Hapukcita

LA VERDAD…

Con los años he ido descubriendo que la maldad no está en nosotros al nacer, que somos seres que nacemos como un cassette sin ninguna grabación y que en los primeos años vamos absorviendo todo lo que podemos para luego forjar nuestra personalidad a base de diversas influencias en nuestro entorno. Pero no es la maldad un ser adormecido que nos mantiene ignorantes mientras duerme. Al contrario, resulta que al mismo tiempor que aprendemos vamos conociendo qué es la maldad, qué es la mentira y por si fuera poco, quiénes somos nosotros en nuestro contexto. No resulta imposible darse cuenta de que hay cosas que hacemos que causan dolor, angustia o pena.

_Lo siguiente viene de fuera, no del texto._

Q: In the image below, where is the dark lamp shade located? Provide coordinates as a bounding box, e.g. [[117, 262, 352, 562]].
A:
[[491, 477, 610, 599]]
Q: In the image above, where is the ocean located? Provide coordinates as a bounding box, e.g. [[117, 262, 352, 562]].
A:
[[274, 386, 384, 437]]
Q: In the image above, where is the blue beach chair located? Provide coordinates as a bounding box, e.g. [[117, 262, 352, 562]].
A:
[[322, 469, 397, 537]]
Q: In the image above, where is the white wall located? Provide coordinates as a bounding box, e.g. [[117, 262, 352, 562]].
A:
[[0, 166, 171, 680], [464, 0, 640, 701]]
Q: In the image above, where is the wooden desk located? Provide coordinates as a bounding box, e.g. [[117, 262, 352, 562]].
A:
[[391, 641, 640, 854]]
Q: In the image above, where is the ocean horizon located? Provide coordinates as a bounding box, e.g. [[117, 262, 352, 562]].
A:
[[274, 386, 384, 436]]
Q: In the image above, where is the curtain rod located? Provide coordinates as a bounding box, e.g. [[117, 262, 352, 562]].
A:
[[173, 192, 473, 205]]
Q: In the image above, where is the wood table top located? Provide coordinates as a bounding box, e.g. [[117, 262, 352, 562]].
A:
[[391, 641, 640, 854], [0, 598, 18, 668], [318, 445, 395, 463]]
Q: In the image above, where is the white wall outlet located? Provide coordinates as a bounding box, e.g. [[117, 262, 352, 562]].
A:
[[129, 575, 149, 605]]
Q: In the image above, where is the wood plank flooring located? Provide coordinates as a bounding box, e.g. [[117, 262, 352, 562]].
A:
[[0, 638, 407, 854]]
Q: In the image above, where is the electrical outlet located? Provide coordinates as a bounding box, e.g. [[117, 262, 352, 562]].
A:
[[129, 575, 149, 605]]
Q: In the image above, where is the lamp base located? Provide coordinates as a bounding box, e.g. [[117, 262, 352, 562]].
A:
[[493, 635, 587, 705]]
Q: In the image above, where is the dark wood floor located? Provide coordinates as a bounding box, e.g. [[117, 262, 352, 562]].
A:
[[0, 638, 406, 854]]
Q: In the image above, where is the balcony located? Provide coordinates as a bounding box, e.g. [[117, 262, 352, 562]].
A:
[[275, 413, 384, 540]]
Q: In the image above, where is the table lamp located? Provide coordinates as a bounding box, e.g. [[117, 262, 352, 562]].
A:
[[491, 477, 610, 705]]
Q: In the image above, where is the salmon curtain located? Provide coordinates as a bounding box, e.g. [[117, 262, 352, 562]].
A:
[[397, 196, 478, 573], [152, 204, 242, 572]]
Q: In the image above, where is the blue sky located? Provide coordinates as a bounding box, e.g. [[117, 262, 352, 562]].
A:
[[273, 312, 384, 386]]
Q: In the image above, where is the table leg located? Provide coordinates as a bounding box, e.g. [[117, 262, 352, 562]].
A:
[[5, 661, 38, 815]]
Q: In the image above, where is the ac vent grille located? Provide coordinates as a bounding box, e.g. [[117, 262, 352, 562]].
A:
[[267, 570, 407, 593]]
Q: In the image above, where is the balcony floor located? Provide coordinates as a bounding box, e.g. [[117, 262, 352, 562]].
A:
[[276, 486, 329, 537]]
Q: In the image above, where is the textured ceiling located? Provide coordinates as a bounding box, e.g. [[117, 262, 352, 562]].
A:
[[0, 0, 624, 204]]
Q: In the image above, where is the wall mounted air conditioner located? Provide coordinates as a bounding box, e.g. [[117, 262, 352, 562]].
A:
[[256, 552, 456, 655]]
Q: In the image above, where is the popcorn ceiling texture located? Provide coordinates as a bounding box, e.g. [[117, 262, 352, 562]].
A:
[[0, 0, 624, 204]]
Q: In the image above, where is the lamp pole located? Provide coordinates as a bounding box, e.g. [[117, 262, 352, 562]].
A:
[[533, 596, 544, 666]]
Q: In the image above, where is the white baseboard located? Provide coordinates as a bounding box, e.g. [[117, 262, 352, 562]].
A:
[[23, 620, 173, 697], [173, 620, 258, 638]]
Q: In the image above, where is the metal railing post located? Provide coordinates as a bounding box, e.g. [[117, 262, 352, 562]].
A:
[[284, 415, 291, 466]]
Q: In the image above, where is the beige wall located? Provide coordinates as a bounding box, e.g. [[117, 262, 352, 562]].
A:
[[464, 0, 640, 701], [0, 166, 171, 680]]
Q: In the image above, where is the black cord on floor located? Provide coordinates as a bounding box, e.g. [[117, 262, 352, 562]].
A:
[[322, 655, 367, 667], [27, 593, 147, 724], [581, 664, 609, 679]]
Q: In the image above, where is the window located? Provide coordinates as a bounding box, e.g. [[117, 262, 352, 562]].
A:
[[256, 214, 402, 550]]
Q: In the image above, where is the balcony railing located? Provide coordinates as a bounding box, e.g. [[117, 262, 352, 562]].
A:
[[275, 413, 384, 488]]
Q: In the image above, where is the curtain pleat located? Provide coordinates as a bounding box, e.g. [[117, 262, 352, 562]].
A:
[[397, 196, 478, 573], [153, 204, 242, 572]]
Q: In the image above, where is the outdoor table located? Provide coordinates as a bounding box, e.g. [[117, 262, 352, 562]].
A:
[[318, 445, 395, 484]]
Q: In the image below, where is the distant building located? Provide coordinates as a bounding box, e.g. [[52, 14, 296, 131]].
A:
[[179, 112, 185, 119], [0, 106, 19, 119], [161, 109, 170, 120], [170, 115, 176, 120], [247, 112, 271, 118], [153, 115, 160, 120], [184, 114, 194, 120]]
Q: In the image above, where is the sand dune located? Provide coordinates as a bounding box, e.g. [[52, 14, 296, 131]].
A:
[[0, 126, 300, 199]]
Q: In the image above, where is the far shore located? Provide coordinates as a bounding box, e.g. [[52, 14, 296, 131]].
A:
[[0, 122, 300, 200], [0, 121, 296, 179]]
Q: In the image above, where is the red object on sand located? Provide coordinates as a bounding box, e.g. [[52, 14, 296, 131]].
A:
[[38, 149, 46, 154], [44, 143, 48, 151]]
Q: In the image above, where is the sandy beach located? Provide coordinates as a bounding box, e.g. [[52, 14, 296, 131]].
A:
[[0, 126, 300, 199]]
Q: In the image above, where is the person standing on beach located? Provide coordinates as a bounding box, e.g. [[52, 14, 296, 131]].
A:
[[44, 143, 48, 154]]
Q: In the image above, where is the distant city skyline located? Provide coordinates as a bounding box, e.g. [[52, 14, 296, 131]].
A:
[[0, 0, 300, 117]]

Lo vemos en la cara de decepción de nuestros padres, luego de haberlo hecho sin motivo, sin alevosía, solo para probar de qué se trataba “eso” y es justo ahì. En esa reacciòn paterna donde nos decidimos por volver a hacerlo porque no nos importa su sufrimiento o jamàs volver a intentarlo porque a ellos les causa dolor. Y es exactamente en ese momento amigos, donde nace la verdad, donde decidimos ser personas de bien o no.